And, in truth, while our friend smiled at these wild fables, he sighed in the same breath to think how the once genial earth produces, in every successive generation, fewer flowers than used to gladden the preceding ones. Not that the modes and seeming possibilities of human enjoyment are rarer in our refined and softened era, — on the contrary, they never before were nearly so abundant, — but that mankind are getting so far beyond the childhood of their race that they scorn to be happy any longer. A simple and joyous character can find no place for itself among the sage and sombre figures that would put his unsophisticated cheerfulness to shame. The entire system of man's affairs, as at present established, is built up purposely to exclude the careless and happy soul. The very children would upbraid the wretched individual who should endeavor to take life and the world as w what we might naturally suppose them meant for — a place and opportunity for enjoyment.

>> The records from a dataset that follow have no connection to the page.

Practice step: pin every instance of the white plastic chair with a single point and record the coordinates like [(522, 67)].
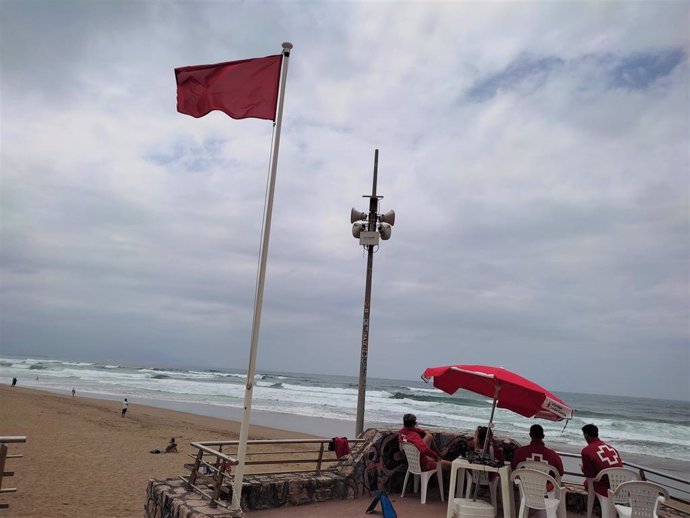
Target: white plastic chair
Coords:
[(534, 495), (482, 478), (540, 466), (616, 477), (643, 499), (413, 466)]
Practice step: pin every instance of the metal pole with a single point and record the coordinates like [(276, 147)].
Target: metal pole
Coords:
[(361, 393), (236, 508)]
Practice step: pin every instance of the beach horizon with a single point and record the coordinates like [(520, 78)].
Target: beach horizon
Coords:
[(80, 452)]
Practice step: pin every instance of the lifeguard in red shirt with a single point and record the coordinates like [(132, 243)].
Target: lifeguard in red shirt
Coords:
[(423, 441), (537, 451), (598, 455)]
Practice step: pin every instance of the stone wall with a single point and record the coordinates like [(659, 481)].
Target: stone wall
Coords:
[(380, 466)]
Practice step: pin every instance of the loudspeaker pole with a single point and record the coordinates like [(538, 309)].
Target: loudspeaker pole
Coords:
[(368, 228)]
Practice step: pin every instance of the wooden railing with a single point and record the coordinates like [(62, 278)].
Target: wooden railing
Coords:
[(214, 460), (4, 455)]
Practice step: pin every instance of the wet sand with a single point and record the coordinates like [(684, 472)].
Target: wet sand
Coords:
[(82, 459)]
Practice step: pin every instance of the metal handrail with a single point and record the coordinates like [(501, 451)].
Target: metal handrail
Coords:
[(4, 441), (216, 471)]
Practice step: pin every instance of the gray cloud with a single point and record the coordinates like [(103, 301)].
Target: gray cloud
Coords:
[(536, 157)]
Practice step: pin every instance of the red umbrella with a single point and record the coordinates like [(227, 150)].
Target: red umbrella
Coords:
[(507, 389)]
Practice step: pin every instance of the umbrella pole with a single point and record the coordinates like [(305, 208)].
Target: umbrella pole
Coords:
[(486, 439)]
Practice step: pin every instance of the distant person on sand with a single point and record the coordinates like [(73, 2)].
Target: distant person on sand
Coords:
[(170, 448), (423, 441), (598, 455), (537, 451)]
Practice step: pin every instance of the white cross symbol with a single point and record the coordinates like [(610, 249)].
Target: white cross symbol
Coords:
[(608, 455)]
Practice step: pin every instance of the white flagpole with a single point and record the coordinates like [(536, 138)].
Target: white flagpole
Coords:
[(259, 295)]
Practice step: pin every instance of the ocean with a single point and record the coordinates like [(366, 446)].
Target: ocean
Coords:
[(325, 404)]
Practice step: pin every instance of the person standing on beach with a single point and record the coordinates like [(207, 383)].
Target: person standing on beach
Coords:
[(423, 441), (596, 456), (537, 451)]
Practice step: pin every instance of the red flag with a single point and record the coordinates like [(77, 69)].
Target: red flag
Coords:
[(242, 89)]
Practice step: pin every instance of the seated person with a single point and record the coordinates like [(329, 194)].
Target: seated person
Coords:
[(170, 448), (596, 456), (494, 450), (423, 441), (537, 451)]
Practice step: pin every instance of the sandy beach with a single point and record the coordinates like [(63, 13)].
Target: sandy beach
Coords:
[(82, 459)]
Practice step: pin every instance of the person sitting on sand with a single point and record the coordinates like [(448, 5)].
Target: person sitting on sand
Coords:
[(170, 448), (423, 441)]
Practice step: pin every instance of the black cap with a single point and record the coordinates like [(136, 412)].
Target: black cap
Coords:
[(409, 420)]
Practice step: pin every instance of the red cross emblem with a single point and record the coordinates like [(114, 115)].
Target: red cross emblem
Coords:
[(537, 457), (608, 455)]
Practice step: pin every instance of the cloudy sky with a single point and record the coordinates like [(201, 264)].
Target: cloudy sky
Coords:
[(536, 155)]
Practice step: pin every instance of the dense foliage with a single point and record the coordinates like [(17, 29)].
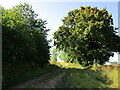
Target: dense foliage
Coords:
[(88, 36), (54, 54), (24, 36)]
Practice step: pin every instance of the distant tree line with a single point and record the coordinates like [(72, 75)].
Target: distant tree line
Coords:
[(24, 37)]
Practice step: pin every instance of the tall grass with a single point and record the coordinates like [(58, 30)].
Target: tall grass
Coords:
[(15, 74), (76, 78), (113, 72)]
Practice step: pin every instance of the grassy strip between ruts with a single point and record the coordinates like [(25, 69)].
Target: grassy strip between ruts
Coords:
[(16, 74), (106, 76), (49, 77)]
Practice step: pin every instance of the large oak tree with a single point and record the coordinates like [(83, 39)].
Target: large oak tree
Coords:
[(88, 35)]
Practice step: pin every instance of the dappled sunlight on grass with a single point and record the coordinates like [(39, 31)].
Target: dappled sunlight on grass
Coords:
[(105, 76)]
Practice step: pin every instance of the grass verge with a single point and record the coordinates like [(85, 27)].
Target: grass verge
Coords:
[(15, 74)]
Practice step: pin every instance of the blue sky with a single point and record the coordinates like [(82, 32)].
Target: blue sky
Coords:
[(53, 12)]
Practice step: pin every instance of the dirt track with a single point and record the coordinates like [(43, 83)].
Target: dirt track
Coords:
[(49, 80)]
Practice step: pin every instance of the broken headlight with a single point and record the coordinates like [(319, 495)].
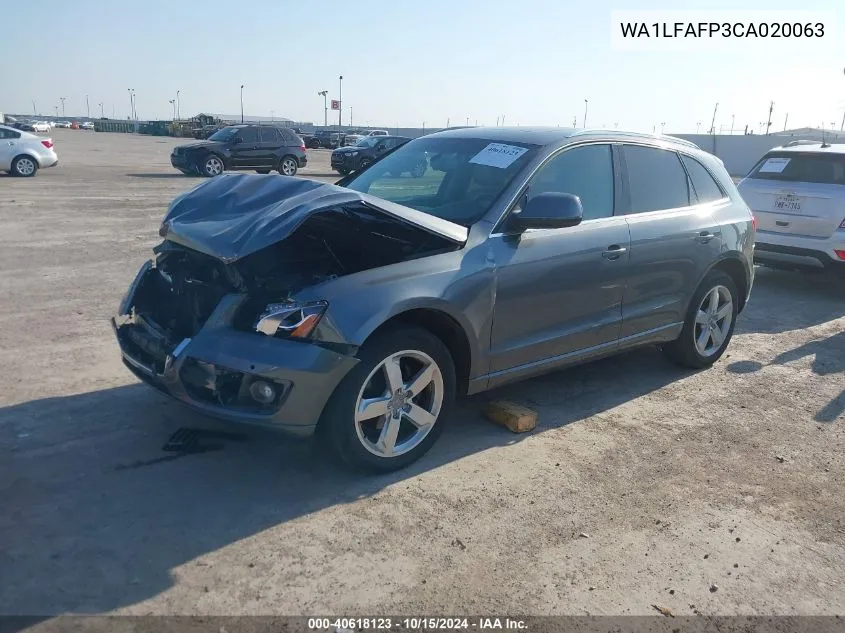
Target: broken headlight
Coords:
[(290, 319)]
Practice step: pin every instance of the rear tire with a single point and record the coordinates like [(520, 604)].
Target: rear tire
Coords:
[(24, 166), (212, 166), (709, 324), (391, 440), (288, 166)]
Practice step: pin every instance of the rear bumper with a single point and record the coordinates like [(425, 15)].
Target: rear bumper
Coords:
[(213, 371)]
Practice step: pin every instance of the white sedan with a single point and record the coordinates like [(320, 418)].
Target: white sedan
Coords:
[(23, 154)]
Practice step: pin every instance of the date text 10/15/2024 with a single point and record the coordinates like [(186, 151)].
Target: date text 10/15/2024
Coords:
[(428, 623)]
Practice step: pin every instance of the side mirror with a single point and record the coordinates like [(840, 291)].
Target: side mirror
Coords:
[(548, 211)]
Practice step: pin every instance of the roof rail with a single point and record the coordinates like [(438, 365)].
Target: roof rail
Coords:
[(674, 139)]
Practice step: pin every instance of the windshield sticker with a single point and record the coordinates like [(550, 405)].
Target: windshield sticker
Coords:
[(774, 165), (498, 155)]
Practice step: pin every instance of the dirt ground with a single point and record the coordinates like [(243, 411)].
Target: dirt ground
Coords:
[(719, 492)]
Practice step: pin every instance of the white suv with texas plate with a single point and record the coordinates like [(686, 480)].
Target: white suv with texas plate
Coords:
[(797, 194)]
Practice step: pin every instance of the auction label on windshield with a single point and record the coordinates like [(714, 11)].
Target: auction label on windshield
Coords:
[(498, 155), (722, 30)]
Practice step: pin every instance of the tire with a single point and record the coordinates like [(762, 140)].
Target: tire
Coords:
[(362, 443), (212, 165), (24, 166), (288, 166), (702, 317)]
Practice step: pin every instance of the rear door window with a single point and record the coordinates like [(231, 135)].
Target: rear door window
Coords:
[(816, 167), (705, 186), (656, 179)]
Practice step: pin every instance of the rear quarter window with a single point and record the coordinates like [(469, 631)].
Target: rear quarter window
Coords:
[(821, 168)]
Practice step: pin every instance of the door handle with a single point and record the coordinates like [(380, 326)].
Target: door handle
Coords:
[(614, 252)]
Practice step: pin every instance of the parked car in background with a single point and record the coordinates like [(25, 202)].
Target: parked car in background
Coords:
[(23, 153), (360, 310), (368, 150), (262, 148), (797, 194)]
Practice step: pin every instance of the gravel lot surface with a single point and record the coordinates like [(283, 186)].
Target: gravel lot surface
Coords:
[(719, 492)]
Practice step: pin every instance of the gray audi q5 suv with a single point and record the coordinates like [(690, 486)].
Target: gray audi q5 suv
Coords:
[(360, 310)]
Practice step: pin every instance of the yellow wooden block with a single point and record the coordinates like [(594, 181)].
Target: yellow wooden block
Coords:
[(517, 418)]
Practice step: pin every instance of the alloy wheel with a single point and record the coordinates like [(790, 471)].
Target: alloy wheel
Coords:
[(713, 321), (398, 405)]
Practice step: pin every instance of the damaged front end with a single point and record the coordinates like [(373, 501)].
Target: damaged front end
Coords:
[(214, 320)]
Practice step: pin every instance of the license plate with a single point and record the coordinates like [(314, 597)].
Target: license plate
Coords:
[(788, 203)]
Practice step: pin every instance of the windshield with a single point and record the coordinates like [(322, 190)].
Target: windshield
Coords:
[(223, 135), (815, 167), (367, 141), (456, 179)]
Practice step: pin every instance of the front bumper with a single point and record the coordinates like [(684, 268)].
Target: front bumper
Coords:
[(213, 370), (803, 252)]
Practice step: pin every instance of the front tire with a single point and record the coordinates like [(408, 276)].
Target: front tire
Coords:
[(390, 409), (709, 325), (24, 166), (212, 166), (288, 166)]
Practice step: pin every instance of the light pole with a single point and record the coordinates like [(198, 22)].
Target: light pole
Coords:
[(323, 93)]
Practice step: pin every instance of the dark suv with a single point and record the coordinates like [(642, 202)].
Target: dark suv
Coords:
[(368, 150), (262, 148)]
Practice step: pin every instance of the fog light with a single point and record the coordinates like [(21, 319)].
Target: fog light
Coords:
[(262, 391)]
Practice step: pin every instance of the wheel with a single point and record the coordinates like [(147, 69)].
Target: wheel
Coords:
[(288, 166), (24, 166), (419, 169), (389, 410), (213, 166), (709, 325)]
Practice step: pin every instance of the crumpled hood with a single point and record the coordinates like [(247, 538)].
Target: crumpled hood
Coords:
[(234, 215)]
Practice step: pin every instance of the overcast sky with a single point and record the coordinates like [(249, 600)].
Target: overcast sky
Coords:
[(405, 64)]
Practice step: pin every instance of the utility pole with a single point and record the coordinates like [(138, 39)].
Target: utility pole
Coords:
[(769, 121), (340, 101), (323, 93)]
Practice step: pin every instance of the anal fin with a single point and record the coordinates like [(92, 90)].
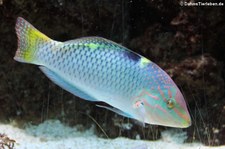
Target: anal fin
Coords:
[(118, 111)]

It is the iron rule in our day to require an object and a purpose in life. It makes us all parts of a complicated scheme of progress, which can only result in our arrival at a colder and drearier region than we were born in. It insists upon everybody's adding somewhat — a mite, perhaps, but earned by incessant effort — to an accumulated pile of usefulness, of which the only use will be, to burden our posterity with even heavier thoughts and more inordinate labor than our own. No life now wanders like an unfettered stream; there is a mill-wheel for the tiniest rivulet to turn. We go all wrong, by too strenuous a resolution to go all right.

Therefore it was — so, at least, the sculptor thought, although partly suspicious of Donatello's darker misfortune — that the young Count found it impossible nowadays to be what his forefathers had been. He could not live their healthy life of animal spirits, in their sympathy with nature, and brotherhood with all that breathed around them. Nature, in beast, fowl, and tree, and earth, flood, and sky, is what it was of old; but sin, care, and self-consciousness have set the human portion of the world askew; and thus the simplest character is ever the soonest to go astray.

“At any rate, Tomaso,” said Kenyon, doing his best to comfort the old man, “let us hope that your young lord will still enjoy himself at vintage time. By the aspect of the vineyard, I judge that this will be a famous year for the golden wine of Monte Beni. As long as your grapes produce that admirable liquor, sad as you think the world, neither the Count nor his guests will quite forget to smile.”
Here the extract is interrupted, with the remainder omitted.